Verhandlungen über einen Sanierungstarifvertrag

Nachdem Mitte April bekannt wurde, dass 129 Mitarbeiter der insolventen Wohnmöbelwerke Schieder ihren Job verlieren, müssen sich die 188 verbliebenen Angestellten nun auf weitere Einschnitte gefasst machen. Dabei geht es laut der "Neuen Westfälischen" um Lohnkürzungen, den Verzicht auf Sonderzahlungen und Urlaubstage, flexiblere Arbeitszeiten und eine verlängerte Wochenarbeitszeit. Geschäftsführer Steffen Urbschat und Insolvenzverwalter Dr. Hendrik Heerma verhandeln seit gestern mit Reinhard Seiler von der IG Metall über einen entsprechenden Sanierungstarifvertrag. "Die Belegschaft hat den Betriebsrat ohne Gegenstimme aufgefordert, mit der IG Metall über den Abschluss eines Sanierungsvertrages zu sprechen", so Heerma gegenüber der Zeitung.
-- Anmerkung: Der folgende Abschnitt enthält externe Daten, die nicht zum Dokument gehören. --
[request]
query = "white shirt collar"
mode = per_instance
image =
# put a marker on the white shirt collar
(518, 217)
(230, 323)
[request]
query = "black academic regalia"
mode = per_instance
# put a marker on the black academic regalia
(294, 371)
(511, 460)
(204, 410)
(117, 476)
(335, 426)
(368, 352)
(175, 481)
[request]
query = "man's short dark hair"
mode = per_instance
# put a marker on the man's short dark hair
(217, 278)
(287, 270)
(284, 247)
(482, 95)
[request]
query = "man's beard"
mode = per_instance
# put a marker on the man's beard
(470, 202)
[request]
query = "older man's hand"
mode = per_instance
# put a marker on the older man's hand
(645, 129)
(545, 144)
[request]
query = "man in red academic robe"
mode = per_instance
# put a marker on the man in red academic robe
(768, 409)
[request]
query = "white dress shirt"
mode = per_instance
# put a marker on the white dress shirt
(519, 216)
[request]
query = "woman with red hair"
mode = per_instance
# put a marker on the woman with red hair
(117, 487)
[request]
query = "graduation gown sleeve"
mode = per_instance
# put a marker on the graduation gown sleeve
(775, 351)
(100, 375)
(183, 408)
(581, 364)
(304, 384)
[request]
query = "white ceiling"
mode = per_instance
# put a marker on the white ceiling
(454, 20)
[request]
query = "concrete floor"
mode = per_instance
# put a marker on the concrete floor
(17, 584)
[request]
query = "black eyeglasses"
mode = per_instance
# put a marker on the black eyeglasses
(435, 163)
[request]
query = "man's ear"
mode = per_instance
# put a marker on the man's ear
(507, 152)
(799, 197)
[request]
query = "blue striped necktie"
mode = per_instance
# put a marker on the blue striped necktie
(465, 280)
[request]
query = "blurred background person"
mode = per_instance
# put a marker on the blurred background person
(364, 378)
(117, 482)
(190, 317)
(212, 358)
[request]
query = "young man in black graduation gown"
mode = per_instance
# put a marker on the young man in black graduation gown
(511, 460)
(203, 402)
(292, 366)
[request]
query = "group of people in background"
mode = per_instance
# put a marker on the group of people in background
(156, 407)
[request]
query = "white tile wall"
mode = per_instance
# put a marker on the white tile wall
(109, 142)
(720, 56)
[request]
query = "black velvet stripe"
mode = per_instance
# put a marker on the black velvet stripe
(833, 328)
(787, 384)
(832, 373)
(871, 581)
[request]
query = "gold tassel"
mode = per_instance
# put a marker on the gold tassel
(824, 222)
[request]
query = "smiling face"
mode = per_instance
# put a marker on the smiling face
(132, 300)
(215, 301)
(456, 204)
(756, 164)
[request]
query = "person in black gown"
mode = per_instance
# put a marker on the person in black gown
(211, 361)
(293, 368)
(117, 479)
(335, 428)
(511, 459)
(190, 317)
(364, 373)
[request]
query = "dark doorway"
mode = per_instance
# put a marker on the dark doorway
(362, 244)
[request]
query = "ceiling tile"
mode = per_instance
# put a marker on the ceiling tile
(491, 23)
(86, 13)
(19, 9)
Nach Angaben der "Neuen Westfälischen" hatten Urbschat und Heerma eigentlich die Überführung aller 370 ehemaligen Mitarbeiter in eine Transfergesellschaft gewünscht. Dies sei jedoch gescheitert, weil mehr als ein Viertel der Belegschaft nicht unterschrieb. "Danach sprangen bereits die ersten potenziellen Investoren ab", zitiert das Blatt den Geschäftsführer.